Thursday, June 23, 2016

What percentage of flavor is smell?

You may have heard people say that “taste” is really something like 80% smell. At our World Tea Expo 2016 workshop I was asked whether this were a fact.

The truth is that we can’t do such a calculation. The purposes of taste and smell are quite different from each other: taste gives us the nutritional value of an ingesting, while smell allows us to know what it is we are ingesting. Together with trigeminal sensation which serves as a sort of volume dial, each makes a necessary contribution to flavor. One modality without the others simply can’t lead to the full perception of flavor.

I think that the reason why this notion of percentage comes up is that the effect of holding one’s nose when tasting something is quite astonishing. Suddenly you lose the full richness of a flavor, to have it rush back once you let go.

It is much harder to “hold” your tongue the way you can hold your nose, so we don’t have an everyday way to experience the loss of taste. Still, loss of taste buds means loss of flavor as surely as does loss of smell. As a physician I have been with many a patient who has lost his or her taste buds—whose tongue, due to chemotherapy for example, is devoid of taste papillae. Patients with this condition complain that food has no flavor and that food aromas, when sniffed, are dampened and often unpleasant.

Taste, smell, and trigeminal sensations are only three of the peripheral sensory inputs that influence flavor.
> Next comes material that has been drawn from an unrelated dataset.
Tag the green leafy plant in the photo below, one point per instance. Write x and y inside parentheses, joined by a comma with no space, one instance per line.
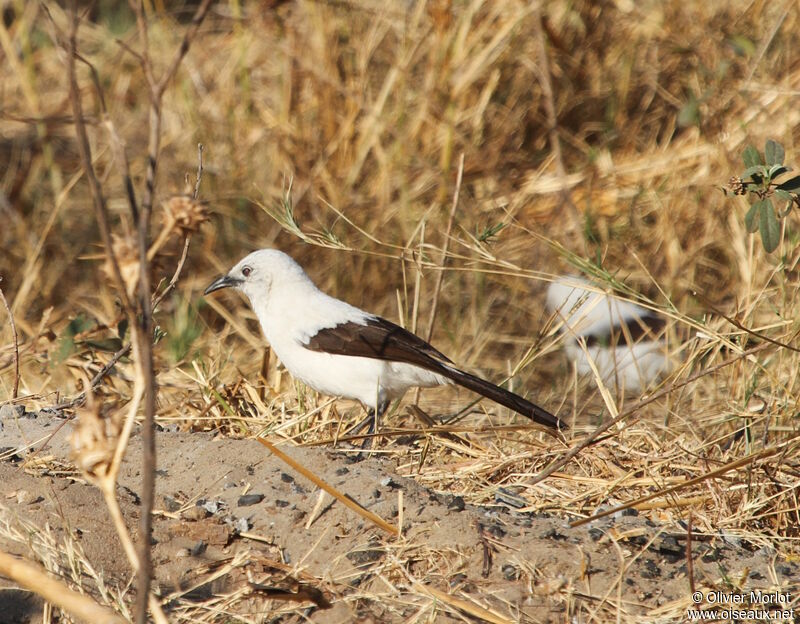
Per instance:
(760,181)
Vision and hearing also contribute, and you will get more flavor from a food if you are hungry than if you are sated, so the internal state of the body is also figured in. We also consciously or unconsciously compare our memories and expectations with the information given by our senses to determine how flavorful something is. 

In other words, what we experience as flavor is the product of the brain’s analysis of all manner of inputs, and its attribution of flavor to sensations coming from the mouth. That’s why it’s impossible to parse the sources of flavor in terms of percentages.